Early exams may harm learning

From the Herald:
"Curriculum chiefs yesterday attacked the growing trend of letting Scottish pupils sit their exams a year early.

Officials in charge of the widest-ranging review of Scotland's school subjects for decades warned that widespread use of so-called "early presentation" could damage pupils' learning."
Should probably file this under "no shit, Sherlock" and be done with it but it highlights a problem in both Scottish and English education that could be doing with highlighted, given the number of people who sincerely believe all our educational problems will go away if we "set our schools free" to act like supermarkets. The article refers to the growing practice of having kids in secondary schools sit our equivalent of GCSEs, the Standard Grade, earlier:
"The idea is to provide a greater challenge in the early years of secondary schools after inspectors warned that many pupils switched off in S1 and S2 because of a lack of motivation."
Translation: by about October, your S1 class is slowly and surely losing its collective marbles and by S2, it has developed into full-blown insanity. Let's get the little blighters doing Standard Grades a year early; that'll calm them down.

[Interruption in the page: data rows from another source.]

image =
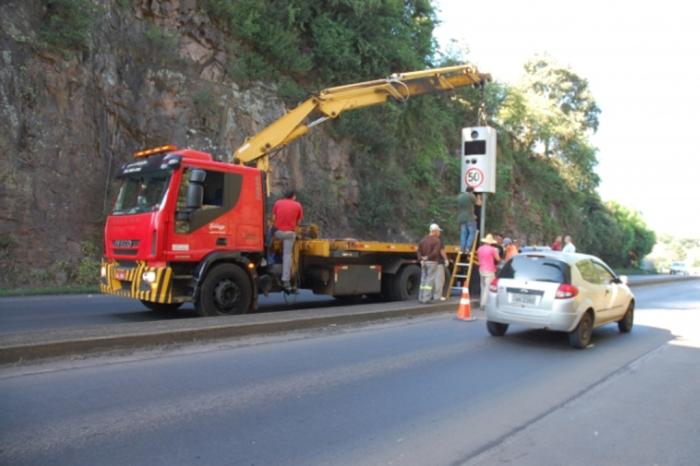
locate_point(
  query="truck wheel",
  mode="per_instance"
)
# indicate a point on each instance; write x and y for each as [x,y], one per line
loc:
[387,287]
[406,283]
[226,291]
[161,307]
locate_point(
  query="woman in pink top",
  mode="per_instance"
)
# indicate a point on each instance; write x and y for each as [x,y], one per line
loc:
[488,265]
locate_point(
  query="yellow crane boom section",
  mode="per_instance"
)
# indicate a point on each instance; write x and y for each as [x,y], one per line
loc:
[331,102]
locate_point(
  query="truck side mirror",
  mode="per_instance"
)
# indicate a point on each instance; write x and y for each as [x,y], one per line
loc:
[195,191]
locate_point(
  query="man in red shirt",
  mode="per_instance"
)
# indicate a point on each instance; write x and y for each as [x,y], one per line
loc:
[286,215]
[488,265]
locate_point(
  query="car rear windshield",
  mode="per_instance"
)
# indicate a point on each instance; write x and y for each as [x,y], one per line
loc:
[534,267]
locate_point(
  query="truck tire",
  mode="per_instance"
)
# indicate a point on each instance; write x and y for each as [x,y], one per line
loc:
[161,307]
[387,287]
[226,291]
[406,283]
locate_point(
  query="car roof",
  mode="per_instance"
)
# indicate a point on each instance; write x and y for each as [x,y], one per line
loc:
[568,257]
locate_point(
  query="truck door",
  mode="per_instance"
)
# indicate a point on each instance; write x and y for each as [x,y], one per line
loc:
[211,226]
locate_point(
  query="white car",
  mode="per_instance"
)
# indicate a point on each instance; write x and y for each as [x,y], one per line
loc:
[566,292]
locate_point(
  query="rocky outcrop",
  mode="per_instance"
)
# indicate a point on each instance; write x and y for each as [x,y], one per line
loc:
[154,73]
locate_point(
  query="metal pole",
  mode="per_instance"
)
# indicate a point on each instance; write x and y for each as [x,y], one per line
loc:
[482,226]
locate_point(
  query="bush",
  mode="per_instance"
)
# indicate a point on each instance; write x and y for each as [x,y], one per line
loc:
[67,23]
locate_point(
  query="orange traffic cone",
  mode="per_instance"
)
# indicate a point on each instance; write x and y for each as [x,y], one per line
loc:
[464,311]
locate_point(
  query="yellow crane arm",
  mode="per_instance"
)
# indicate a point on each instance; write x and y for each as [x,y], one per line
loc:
[331,102]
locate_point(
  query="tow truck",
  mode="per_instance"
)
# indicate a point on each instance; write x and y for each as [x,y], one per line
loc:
[188,228]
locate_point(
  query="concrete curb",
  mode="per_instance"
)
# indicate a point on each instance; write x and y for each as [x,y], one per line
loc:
[30,346]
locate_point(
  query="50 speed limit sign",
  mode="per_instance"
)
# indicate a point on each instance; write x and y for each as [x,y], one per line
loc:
[474,177]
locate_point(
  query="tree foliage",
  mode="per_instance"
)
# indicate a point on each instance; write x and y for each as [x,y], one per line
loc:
[66,24]
[546,179]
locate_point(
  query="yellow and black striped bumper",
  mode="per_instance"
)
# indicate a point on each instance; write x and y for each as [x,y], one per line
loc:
[127,280]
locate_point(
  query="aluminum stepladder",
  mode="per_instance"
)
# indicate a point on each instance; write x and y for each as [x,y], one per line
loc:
[463,270]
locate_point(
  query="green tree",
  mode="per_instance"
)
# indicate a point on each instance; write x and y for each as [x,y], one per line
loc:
[66,24]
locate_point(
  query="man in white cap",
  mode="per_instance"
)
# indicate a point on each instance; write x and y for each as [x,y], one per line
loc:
[430,252]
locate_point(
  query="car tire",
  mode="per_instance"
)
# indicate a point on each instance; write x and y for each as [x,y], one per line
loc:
[161,307]
[496,329]
[406,284]
[226,290]
[625,324]
[580,337]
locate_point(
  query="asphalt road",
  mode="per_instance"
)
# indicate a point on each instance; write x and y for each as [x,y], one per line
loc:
[424,391]
[38,313]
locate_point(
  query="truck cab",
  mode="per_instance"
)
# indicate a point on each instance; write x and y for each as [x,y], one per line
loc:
[175,211]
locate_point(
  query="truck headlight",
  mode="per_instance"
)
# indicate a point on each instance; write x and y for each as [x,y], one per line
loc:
[149,277]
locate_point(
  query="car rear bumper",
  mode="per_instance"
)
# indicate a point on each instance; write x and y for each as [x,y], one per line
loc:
[563,318]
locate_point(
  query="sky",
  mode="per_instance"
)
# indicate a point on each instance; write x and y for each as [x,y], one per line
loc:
[642,63]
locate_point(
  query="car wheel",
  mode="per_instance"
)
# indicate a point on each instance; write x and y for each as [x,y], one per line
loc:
[161,307]
[580,337]
[625,324]
[496,329]
[226,290]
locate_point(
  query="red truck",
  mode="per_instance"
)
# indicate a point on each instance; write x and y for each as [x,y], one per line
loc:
[187,228]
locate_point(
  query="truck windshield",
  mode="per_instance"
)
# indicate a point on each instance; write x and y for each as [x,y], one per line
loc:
[141,192]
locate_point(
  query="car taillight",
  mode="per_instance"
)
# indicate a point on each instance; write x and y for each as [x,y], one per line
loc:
[566,291]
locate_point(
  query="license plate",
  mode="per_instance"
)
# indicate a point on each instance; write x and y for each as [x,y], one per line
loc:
[526,299]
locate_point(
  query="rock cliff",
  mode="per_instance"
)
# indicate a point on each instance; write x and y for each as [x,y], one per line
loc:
[152,73]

But it's not going to work because it's a mistaken diagnosis: there is not too little formal assessment in British schools; there is far too much. The relationship between educational standards and assessment would tend to suggest the opposite, if anything.

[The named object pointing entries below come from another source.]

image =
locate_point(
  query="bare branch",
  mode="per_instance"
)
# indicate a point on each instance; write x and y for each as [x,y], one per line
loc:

I think just about all of our European friends have less of this and have what are generally considered to have better education systems and it is common practice in private schools to dispense with the Standard Grade altogether, leaving the first external exams until 17. Why do they do this? Because it "sets them free", as it were, to develop a curriculum that is geared towards learning stuff, rather than passing exams. How about setting schools free by getting rid of all this bloody assessment? Internal, external, continuous, remorseless, tedious and stressful for everyone concerned and to what end?

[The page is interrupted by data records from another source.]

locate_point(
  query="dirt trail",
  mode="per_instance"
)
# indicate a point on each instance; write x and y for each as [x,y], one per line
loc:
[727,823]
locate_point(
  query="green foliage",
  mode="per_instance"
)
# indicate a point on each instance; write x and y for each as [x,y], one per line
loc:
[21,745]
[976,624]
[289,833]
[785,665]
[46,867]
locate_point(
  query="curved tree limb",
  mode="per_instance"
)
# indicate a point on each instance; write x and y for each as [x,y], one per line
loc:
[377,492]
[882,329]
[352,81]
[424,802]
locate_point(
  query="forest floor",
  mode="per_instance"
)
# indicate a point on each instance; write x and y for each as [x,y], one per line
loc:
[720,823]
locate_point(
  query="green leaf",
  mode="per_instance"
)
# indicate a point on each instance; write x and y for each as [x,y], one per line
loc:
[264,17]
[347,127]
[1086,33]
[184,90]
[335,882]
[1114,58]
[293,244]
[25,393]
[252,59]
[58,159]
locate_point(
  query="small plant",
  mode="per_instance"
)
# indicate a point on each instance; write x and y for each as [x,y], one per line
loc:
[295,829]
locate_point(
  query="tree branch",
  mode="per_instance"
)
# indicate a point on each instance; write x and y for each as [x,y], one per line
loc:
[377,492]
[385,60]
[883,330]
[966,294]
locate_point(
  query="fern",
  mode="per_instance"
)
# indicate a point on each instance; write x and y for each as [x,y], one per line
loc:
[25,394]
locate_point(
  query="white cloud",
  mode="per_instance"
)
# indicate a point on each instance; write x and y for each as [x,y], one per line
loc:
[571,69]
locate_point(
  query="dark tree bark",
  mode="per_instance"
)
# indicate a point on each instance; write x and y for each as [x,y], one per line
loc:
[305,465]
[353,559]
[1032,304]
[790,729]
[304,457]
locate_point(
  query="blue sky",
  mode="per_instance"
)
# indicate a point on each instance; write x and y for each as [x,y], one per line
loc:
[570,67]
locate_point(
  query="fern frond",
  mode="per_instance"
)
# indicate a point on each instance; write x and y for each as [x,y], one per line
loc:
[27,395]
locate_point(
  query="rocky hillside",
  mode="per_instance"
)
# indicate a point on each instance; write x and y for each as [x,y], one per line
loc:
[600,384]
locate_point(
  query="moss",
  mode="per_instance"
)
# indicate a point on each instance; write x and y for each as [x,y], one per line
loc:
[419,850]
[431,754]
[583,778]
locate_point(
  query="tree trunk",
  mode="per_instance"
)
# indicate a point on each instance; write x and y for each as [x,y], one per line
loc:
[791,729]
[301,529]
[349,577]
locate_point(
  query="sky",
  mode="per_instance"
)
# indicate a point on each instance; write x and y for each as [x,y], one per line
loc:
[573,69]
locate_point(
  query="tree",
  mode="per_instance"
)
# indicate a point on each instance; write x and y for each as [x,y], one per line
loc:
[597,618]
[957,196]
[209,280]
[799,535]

Wouldn't it be easier simply to make S1 and S2 courses less crap? Currently, they tend to get neglected because we have a whole exam-worshipping culture and the low priority given to non-certificate classes is palpable at almost every level. Department heads sometimes like to exercise their authority by taking the classes they think are most important.

Unsurprisingly, this almost never involves taking on S1-2 in any serious way. These tend to get bundled onto students, supply teachers and new starts. I've got an idea: instead of Head Teachers saying they're taking the issue seriously by foisting an ever-growing diet of exams on pupils, why don't they get the finger out, realise the "Learning Community" they are supposed to be running can do without their Powerpoint presentations, thank you very much, and take a few classes themselves? Just a thought.